I would like to get several posts ahead, particularly for days like today.  It's raining again.  We still haven't gotten the roof replaced.  My head is splitting and my brains feel like mush that is slowly seeping out my ears.   And, I am being serenaded by the steady and incredibly annoying plink, plonk, plunk as the drips from the ceiling hit the bowls I set under the leaks to keep from drowning the carpet.  It's a very radical decorating scheme for those of you with avant-garde leanings.  If it continues to rain as often as it has lately, I don't have a clue when we will be able to get the roof replaced.   I don't look forward to that time anyway.  I mean seriously.  Would you like to be trapped in a house with a flock of humanity walking overhead, banging with hammers and such, and three dogs barking constantly because they want to play with the roofers?


But, try as I might, I don't get ahead.  I will publish this post tomorrow, but there won't be another on standby.  I'll have to create another tomorrow to post for the next day, so why don't I just write them and post them all on the same day.  Because, I don't have faith in my ability to communicate.  When I started writing this blog, I said to myself, "Okay, just write what you are feeling.  No one's gonna read it anyway, so it doesn't matter what you write.  Get it outta your system and make yourself feel better."   But now, I care whether anyone reads it.  I care whether it is sensible and well written.  And it does make me feel better, but I think I've gotten a bit of an addiction to it.  I'm having fun writing it, but I shouldn't try to be philosophical on days when it is raining.  What a stupid life, having to mold my existence around the weather.

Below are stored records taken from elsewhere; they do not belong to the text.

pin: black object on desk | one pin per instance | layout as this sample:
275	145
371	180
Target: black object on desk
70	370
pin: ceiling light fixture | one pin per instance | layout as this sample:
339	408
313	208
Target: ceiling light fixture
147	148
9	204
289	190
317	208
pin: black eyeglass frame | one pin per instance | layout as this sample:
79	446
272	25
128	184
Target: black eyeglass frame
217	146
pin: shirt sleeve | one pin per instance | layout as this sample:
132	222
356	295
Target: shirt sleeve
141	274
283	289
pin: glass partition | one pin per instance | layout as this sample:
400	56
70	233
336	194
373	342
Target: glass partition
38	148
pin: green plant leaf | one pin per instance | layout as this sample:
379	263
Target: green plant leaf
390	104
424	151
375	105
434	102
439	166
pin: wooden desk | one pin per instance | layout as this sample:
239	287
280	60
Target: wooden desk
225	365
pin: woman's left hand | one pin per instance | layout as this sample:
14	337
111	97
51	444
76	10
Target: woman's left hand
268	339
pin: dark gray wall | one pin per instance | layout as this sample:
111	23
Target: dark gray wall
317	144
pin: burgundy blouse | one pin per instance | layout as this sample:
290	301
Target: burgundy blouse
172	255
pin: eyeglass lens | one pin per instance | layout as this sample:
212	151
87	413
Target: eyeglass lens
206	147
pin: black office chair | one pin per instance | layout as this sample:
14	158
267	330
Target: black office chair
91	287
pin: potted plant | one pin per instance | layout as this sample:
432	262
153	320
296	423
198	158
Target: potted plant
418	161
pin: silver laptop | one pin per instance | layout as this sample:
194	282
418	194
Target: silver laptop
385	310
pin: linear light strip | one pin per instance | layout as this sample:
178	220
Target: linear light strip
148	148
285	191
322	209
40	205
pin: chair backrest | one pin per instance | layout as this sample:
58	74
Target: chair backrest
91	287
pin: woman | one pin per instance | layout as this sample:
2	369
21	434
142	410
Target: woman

At some point I am gonna have to pick a direction and go with it.  I don't know if that will work though.  Sure I published those Navy stories sequentially, but nothing else is in any kind of order.  And I haven't finished with the Navy; I've merely set it aside until ... until ... well, I don't know until when.  Some bloggers have an editor.  Do I need an editor?  If so, what does the editor do?  Do I have to pay this person?  If so, then it isn't likely there will be an editor because disability benefits don't go very far.  Should I try to be funny?  I think I'm more than a little weird and view the world differently than most people, but I don't think I'm a comedian.  I would like to write like Erma Bombeck, or Dave Barry or Andy Rooney, but to me it seems they are all so much more clever.  I'm not a curmudgeon but often I am more than a little bit cynical.  I really don't think I should "try" to be anything other than who or what I am, but sometimes that person is really boring.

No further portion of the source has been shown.